JUDGE X One of the first things I’d mentioned is that working on child welfare judicial cases is without a doubt the most difficult rotation that we have. Um, you’re required to learn about and deal with all sorts of family dynamics with adolescent and childhood development issues as well as a number of esoteric legal issues and federal and state legal issues, all of which guide the child welfare system. So it’s the most difficult assignment that judges have. I believe.
DR. H And I know that in law school there are no courses on child development … family dynamics …
JUDGE X (Interrupts) There is nothing to prepare you; in fact the story I tell young lawyers is when I first became a judge, I was anticipating what would be the first case I actually tried. What would it be? And I thought it might be a murder case, it might be a robbery, or it might be a theft. And, of course, the very first case that I was assigned was termination of parental rights. And I have to tell you I was in shock. I was …
DR. H (Interrupts) I’m sure.
JUDGE X … you mean, you mean remove the kids from the parents? And it’s just not—you know you forget that’s an important part of this job. And, and so it hit me straight away, um, and it’s just a very difficult assignment.
DR. H Well, you’re making decisions that are gonna change lives.
JUDGE X Yes. Now I think the other thing that is difficult about it is that you are dealing with parents and family members at probably the most vulnerable time in that family’s existence. Imagine having a child removed from your care for whatever reason. Um, the child is in trauma. It’s got to be traumatic for the parents as well; not understanding whatever kind of parental deficiencies they are dealing with. And so you’re dealing with the family at a very critical moment. And yet it’s a time where you have to be able to show respect and have some understanding as a judicial officer to deal in an evenhanded way with this family notwithstanding the fact that the reasons that they’re appearing in front of you may be, um, just really awful. I mean involving things like abuse and neglect. But notwithstanding those allegations, you still have to deal with these people with respect. The goal is hopefully either reunification or some other type of permanence and stability for the children. So it just makes it really tough. I found it, I believe minority kids have maybe a tougher time because there is a pattern of disproportionality that surfaces that’s evident from my practice; um, it’s evidenced by a couple of things. By the achievement gap and the academic setting and you see the same disproportionality and the rates of young minority kids being incarcerated in the juvenile justice system. And you see the same type of disproportionality in the child welfare system in terms of, um, permanence, adoption, um, number of relative placements, um, foster care placements, the, the fact that, um, relative placements aren’t as aggressively, in my view, pursued with minority families.
DR. H And they should be.
JUDGE X And they should be.
DR. H Because federal law stipulates that …

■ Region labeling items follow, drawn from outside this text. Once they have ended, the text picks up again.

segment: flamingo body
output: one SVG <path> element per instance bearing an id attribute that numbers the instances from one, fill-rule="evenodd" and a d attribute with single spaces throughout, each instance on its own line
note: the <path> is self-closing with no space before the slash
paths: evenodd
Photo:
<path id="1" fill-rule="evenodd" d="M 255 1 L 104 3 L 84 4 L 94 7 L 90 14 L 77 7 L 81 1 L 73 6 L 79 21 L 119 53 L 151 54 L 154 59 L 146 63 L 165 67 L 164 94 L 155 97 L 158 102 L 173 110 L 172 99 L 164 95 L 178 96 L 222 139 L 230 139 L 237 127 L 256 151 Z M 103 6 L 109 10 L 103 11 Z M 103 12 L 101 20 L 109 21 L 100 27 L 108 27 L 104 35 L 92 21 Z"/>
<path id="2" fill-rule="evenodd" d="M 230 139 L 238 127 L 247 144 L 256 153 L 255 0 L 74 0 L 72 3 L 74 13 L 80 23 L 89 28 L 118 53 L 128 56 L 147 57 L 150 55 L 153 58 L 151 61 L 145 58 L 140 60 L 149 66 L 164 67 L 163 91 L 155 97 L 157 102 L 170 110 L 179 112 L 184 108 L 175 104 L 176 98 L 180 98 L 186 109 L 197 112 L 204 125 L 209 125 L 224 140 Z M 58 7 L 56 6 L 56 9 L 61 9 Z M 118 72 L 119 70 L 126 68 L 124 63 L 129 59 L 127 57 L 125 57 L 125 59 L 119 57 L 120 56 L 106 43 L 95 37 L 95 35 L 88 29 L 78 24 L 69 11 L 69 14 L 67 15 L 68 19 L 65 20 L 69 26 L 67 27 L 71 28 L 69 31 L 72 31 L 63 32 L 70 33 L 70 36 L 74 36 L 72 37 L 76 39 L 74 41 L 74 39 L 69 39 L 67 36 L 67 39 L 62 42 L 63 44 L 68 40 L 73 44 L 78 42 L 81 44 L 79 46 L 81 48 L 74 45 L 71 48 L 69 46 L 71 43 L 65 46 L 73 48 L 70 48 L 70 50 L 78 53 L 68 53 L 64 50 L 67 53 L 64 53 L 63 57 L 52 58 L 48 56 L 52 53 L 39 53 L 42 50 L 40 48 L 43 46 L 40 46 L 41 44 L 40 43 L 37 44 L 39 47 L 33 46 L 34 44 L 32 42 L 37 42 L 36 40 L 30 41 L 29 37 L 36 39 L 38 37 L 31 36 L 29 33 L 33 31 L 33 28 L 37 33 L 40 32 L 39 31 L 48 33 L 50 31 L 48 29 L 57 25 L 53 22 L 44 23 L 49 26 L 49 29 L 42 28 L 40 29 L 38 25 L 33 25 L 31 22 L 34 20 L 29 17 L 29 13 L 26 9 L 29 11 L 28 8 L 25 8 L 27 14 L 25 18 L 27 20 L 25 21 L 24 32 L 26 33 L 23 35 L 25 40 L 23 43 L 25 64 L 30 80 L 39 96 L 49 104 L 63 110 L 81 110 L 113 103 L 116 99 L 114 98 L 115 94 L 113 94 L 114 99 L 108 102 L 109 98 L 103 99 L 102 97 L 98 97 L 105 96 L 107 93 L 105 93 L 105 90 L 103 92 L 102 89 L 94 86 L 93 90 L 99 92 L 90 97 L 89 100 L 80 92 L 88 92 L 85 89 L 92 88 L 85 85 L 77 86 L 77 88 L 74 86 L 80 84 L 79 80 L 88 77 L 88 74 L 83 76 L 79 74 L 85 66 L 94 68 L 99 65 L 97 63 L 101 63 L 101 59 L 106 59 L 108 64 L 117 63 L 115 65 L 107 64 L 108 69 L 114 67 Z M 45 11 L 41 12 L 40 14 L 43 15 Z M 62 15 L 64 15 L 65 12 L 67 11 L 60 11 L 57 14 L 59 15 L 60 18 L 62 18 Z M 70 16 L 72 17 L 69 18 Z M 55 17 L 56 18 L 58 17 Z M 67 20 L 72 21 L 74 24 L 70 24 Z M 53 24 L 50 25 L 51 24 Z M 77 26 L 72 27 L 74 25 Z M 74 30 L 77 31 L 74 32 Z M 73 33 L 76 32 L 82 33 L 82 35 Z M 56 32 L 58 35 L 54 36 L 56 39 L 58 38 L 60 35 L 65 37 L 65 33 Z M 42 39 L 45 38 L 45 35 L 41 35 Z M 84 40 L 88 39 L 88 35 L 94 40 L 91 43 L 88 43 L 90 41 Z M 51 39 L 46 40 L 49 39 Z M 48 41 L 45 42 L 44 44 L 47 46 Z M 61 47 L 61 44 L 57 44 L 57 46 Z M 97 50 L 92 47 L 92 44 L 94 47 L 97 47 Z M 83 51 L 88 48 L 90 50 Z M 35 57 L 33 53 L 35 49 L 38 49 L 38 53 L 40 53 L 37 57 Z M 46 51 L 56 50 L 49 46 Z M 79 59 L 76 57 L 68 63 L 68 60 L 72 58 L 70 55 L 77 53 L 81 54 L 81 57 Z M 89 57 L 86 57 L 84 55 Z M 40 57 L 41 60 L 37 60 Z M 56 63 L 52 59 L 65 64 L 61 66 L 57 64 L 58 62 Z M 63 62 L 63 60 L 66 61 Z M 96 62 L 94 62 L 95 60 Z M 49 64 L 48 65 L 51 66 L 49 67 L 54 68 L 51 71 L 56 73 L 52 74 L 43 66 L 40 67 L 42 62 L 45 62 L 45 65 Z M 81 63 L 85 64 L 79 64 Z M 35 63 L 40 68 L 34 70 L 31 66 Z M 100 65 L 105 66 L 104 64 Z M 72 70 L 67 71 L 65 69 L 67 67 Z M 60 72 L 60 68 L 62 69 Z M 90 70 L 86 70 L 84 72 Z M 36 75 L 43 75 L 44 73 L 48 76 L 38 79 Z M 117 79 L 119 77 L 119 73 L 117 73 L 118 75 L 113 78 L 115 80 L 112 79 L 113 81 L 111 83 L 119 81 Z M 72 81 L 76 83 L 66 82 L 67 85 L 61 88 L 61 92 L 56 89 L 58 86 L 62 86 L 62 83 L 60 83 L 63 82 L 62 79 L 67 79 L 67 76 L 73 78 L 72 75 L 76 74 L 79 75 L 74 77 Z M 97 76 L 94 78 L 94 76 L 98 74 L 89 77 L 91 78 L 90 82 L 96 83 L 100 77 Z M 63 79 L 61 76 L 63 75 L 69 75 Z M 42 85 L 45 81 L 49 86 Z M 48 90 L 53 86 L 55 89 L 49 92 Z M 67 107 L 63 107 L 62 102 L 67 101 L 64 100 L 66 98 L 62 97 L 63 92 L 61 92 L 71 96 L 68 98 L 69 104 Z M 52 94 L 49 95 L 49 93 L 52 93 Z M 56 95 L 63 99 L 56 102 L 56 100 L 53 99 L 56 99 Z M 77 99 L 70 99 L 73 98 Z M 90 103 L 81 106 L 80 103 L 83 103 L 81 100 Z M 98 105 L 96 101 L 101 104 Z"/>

JUDGE X (Interrupts) You have to.
DR. H … relatives should be considered the first choice …
JUDGE X (Interrupts) The first, the first choice, yeah …
DR. H … in terms of placement unless there is something in that relative’s background or in the home …

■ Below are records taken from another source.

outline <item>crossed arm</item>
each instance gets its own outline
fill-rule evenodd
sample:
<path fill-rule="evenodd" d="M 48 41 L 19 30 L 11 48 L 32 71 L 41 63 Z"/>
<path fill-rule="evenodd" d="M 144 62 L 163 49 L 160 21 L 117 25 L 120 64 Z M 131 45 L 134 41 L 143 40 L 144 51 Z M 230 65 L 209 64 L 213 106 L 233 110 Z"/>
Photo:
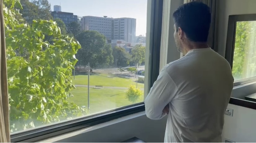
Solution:
<path fill-rule="evenodd" d="M 168 114 L 169 103 L 176 91 L 176 85 L 166 71 L 161 71 L 144 101 L 147 117 L 159 120 Z"/>

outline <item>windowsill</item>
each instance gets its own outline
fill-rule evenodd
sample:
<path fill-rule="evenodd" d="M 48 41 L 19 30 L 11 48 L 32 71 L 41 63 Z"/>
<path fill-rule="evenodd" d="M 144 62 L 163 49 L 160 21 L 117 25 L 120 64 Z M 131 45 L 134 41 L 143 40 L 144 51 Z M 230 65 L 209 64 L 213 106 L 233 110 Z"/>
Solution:
<path fill-rule="evenodd" d="M 245 100 L 245 97 L 256 93 L 256 81 L 234 87 L 229 103 L 256 109 L 256 102 Z"/>
<path fill-rule="evenodd" d="M 145 115 L 145 111 L 135 113 L 102 124 L 98 124 L 88 128 L 83 129 L 79 130 L 76 131 L 64 134 L 60 136 L 56 136 L 50 138 L 40 141 L 37 142 L 58 142 L 58 141 L 61 140 L 66 139 L 69 137 L 71 137 L 75 136 L 77 135 L 78 134 L 84 133 L 85 133 L 98 129 L 99 128 L 110 126 L 118 123 L 123 122 L 140 116 L 144 116 Z"/>

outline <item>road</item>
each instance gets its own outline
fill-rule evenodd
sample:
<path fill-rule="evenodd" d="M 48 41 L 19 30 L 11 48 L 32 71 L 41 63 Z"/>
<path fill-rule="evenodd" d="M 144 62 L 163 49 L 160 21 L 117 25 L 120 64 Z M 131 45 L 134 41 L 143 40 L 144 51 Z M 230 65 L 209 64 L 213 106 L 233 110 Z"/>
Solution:
<path fill-rule="evenodd" d="M 88 87 L 88 85 L 75 85 L 75 86 L 76 87 Z M 95 85 L 90 85 L 90 88 L 94 88 L 95 87 Z M 114 86 L 103 86 L 103 88 L 107 88 L 109 89 L 128 89 L 128 87 L 116 87 Z M 140 89 L 140 90 L 144 90 L 144 88 L 141 88 Z"/>

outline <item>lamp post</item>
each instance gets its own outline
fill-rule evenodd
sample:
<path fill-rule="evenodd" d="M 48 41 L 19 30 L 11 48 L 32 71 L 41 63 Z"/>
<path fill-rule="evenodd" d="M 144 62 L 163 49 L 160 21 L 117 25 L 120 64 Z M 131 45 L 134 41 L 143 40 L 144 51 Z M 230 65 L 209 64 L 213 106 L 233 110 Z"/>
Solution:
<path fill-rule="evenodd" d="M 115 60 L 115 74 L 116 74 L 116 70 L 117 70 L 117 61 L 118 61 L 118 60 L 116 59 Z"/>

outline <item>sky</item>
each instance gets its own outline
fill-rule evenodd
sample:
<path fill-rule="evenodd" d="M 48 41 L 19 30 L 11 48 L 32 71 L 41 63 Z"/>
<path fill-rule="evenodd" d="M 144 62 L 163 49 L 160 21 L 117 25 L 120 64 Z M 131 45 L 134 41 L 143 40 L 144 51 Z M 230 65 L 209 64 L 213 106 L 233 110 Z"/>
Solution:
<path fill-rule="evenodd" d="M 147 0 L 48 0 L 53 10 L 54 5 L 61 6 L 61 11 L 79 17 L 92 16 L 136 19 L 136 35 L 145 36 Z"/>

JUDGE X (Interrupts) … that stands in the way.
DR. H … that is going to put a child at risk.
JUDGE X And unfortunately I think what happens is sometimes a lack of what, you know, this old term, cultural competence or not understanding the strengths of relatives particularly in minority families makes them look less attractive. When, in fact, those are probably, um the least disruptive placements for kids …
DR. H (Interrupts) I agree.
JUDGE X … and so, yeah …
DR. H (Interrupts) Because a lot of times especially if it’s a European American caseworker who is accessing, for example, an African American family, sometimes they come in looking at these families from a deficit perspective, rather than a strengths …
JUDGE X … strengths …
DR. H … perspective.
JUDGE X Yeah, yeah, and you know that’s what happens, um, I had, um, a family, I, um. It’s not often, but periodically families are successful and work hard and are reunited and those are really, um, those are good outcomes from my perspective. They’re difficult, but they’re good. But you have to understand when people have really turned the corner, um, when they’re truly motivated, um, what their strengths are, what kind of support systems they have. Um, and it’s never easy and I know every time I return kids to a family, I, there’s some degree of trepidation. Is this gonna work? What is gonna happen? But I’ve been actually pretty successful when I’ve seen some of families do really well.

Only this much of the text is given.